1) There was no link to the actual studies done. The writer didn't even list the title or authors of the meta-study she's referencing. That's sloppy journalism. I don't trust sloppy third-hand accounts of what a study says. I always go to the study itself to see what it says. The article does provide the issue where the study can be found. I'll go to the university library when I have time and look it up, but I could find the article itself from my home computer if I had the title.
2) I outright laughed at the assertion that the benefit of literary fiction is its psychological insights into characters, which the writer asserts that genre or popular fiction doesn't have. Anyone who's read sci-fi authors like Neal Stephenson, Terry Pratchett or Philip K Dick, or mystery authors like, Michael Connelly, Ian Rankin or even John Sandford, would be shocked to learn that they aren't reading books with psychological insights into the characters, be it heroes or villains.

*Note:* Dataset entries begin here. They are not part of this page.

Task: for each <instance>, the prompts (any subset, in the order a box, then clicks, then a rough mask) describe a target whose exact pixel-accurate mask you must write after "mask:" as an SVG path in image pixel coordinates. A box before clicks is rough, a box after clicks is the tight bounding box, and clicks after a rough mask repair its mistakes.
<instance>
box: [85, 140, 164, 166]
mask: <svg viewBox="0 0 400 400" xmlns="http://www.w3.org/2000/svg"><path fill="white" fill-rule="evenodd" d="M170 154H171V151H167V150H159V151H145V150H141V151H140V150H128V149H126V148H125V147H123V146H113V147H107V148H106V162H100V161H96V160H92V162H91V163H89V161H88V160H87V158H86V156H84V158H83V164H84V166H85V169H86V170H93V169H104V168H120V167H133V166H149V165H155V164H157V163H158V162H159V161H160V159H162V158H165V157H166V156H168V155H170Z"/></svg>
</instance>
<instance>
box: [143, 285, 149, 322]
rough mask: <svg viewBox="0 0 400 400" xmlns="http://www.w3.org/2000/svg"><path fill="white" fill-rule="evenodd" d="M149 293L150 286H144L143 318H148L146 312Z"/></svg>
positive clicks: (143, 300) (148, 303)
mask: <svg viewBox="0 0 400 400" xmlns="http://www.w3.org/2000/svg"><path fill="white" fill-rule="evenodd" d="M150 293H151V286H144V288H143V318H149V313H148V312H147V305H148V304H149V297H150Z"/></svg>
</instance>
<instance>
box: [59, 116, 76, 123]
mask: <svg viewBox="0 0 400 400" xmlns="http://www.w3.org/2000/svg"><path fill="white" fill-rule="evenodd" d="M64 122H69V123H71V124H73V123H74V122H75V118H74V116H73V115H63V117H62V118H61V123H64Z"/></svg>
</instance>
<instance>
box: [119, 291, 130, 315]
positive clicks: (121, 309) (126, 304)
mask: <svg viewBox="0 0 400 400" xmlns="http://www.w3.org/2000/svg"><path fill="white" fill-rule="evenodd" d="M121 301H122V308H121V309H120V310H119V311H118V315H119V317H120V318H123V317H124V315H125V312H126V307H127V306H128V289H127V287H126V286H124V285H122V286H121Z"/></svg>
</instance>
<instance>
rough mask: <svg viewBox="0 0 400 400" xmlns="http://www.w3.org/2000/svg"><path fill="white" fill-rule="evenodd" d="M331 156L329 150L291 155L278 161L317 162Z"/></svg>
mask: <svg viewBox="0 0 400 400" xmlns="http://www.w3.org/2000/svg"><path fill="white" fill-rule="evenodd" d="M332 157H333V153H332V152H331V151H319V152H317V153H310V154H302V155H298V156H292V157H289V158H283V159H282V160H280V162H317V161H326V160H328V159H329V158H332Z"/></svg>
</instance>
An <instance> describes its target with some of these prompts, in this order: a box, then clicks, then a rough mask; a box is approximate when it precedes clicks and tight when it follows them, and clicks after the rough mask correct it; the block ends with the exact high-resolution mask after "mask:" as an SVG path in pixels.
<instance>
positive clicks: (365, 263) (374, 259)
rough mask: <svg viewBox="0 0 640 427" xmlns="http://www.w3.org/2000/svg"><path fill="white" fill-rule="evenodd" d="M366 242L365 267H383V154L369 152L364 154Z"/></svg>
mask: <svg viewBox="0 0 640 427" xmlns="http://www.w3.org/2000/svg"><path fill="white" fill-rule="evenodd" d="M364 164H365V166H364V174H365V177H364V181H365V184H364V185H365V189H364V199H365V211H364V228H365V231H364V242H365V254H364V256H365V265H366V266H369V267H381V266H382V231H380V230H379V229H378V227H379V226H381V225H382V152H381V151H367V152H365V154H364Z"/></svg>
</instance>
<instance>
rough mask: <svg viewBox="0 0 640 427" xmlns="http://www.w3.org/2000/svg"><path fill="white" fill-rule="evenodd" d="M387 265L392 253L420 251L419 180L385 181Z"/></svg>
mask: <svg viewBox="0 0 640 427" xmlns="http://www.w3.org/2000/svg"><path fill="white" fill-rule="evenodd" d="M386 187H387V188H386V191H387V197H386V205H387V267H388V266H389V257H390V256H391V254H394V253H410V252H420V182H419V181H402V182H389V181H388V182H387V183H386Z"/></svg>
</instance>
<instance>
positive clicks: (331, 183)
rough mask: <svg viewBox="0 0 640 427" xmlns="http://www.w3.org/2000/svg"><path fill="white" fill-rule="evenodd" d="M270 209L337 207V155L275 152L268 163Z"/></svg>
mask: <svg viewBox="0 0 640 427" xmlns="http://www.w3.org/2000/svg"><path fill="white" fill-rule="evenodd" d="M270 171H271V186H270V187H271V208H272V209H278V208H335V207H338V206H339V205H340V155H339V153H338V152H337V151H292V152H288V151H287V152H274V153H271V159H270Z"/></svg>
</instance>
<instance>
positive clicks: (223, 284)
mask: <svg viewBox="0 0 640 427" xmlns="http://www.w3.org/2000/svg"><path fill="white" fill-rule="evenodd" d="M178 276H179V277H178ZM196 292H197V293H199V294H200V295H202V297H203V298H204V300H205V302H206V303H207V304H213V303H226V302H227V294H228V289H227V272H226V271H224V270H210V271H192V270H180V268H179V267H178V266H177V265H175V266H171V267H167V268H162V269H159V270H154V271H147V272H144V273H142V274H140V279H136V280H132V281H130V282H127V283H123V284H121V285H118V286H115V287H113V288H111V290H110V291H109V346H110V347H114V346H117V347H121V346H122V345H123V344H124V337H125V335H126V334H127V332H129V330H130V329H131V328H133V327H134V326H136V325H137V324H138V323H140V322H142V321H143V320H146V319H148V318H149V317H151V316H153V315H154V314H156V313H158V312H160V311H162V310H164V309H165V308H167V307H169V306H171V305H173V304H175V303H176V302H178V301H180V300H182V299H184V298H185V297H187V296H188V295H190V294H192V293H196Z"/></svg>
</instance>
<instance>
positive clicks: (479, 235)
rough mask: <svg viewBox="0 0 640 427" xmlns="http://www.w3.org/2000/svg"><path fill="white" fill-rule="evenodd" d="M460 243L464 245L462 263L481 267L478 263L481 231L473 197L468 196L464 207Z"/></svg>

Good grief, Philip K Dick has readers thinking, and hard, about who among humans today would pass the storyline's empathy test (not to mention questioning what existence and being means at all) in "Do Androids Dream of Electric Sheep?" That takes some serious psychological insight. So maybe it's something else that inspires more empathy in "literary" fiction readers than psychological insights alone. The themes addressed, and how they're addressed, in literary fiction versus genre fiction would be a damned good place to start looking if you ask me.
3) Another problem with the article: The writer keeps jumbling "genre" fiction with "popular" fiction, and there is a difference. Many titles in the popular fiction category are non-genre works, and not all genre fiction is "popular" fiction. Some clarity of terms is in order.
So I'm not buying the argument made in the article. It could be that the writer didn't analyze the original paper about the subject properly. That happens far too often with journalists writing about findings in articles from Science or Nature. Or it could be that the study writers were off-kilter in their assessments.
The only way to know is to read the original paper(s).
Moved to respond to the proper post.